I swear though, I'm so tired of hearing about the awful economy I've started watching Star news, with blanket coverage of which model fought with another model, the latest Julia news and other such fluff.
Oh, and what I love best about all of this is all the other ho bag skank models who are now acting holier than thou. They're so happy that one of then is tackier than they are (which I didn't think was possible).
Sasha Basta appeared on Ola9 in this skank ho outfit that looked like sparkly swiss cheese, with her boobs hanging out, her fake blonde extensions, tut tutting at Julia's lack of class.
I mean really, ladies, you're each as bad as the other.

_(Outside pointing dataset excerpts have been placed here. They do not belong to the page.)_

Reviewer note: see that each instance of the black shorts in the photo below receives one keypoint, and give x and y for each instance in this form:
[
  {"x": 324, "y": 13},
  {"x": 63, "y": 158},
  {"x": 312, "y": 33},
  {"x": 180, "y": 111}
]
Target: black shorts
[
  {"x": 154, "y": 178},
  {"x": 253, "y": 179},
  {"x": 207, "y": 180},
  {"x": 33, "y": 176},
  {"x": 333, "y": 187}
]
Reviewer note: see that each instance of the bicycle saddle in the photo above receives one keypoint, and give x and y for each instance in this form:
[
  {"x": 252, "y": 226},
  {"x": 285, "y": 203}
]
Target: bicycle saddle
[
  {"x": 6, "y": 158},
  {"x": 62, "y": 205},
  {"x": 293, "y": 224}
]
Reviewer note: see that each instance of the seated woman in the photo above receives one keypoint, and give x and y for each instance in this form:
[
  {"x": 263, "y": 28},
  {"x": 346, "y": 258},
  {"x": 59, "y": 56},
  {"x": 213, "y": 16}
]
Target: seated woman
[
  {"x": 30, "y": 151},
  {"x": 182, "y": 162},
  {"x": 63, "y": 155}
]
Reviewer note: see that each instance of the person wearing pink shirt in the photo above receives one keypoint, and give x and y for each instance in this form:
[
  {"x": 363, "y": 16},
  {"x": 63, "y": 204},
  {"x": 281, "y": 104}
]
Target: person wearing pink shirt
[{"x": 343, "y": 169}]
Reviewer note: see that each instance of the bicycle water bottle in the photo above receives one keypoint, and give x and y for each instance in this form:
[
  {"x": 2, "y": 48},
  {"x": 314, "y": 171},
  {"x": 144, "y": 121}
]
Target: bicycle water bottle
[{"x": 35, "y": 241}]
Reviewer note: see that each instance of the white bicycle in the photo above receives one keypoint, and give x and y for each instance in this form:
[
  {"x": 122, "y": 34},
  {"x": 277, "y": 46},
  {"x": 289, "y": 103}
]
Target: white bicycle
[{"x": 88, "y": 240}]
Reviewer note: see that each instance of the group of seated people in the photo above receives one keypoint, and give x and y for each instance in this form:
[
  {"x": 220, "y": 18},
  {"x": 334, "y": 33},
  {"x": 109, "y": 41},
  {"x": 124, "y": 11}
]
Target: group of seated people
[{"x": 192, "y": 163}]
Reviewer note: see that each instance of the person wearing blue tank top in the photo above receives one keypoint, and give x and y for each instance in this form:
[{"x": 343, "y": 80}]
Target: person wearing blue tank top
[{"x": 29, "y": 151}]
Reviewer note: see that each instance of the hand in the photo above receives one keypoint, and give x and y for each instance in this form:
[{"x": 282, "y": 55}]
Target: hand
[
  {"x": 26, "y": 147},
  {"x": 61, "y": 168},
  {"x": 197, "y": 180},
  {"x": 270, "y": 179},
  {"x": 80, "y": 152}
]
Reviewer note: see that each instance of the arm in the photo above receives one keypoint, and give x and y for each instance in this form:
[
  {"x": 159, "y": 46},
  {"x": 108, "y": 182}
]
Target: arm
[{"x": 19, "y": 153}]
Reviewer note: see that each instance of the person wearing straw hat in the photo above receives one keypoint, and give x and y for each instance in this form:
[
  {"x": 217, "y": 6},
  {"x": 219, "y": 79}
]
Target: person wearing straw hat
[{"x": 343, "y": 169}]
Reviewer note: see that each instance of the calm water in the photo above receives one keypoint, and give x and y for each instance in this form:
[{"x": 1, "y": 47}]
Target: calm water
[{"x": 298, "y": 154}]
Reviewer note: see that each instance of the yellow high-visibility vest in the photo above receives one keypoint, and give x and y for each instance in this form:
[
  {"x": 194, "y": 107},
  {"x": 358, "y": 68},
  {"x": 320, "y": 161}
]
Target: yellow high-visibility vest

I feel for her though. I really hate it when I'm having sex with a professional pornstar who just so happens to come into my London penthouse, brings along a professional film crew and then starts recording us getting our freak on, and THEN to have it leaked to the general public. Man, it gets me so ANGRY!
Bollybutton - hilarious post. Totally agree - infact you've captured all the stunning vocab i would have used for the peroxide blonde w/black box shining Greek super star. Perhaps she is as dense as the colour of her hair, i mean liar liar pants of fire?!
Maybe she'll do us a favour by saving the humongous debt Greece has by selling her DVD's worldwide? Oh, but they're selling them here now for free with potatoes, excellent!
V bored of Star now and the chit chat over here about the economy... blah blah blah blah
One more: can't we just ship the likes of Jordan, Julia, Sasha, Bianca Gascoigne and major chav's alike somewhere where they won't be found, pretty please???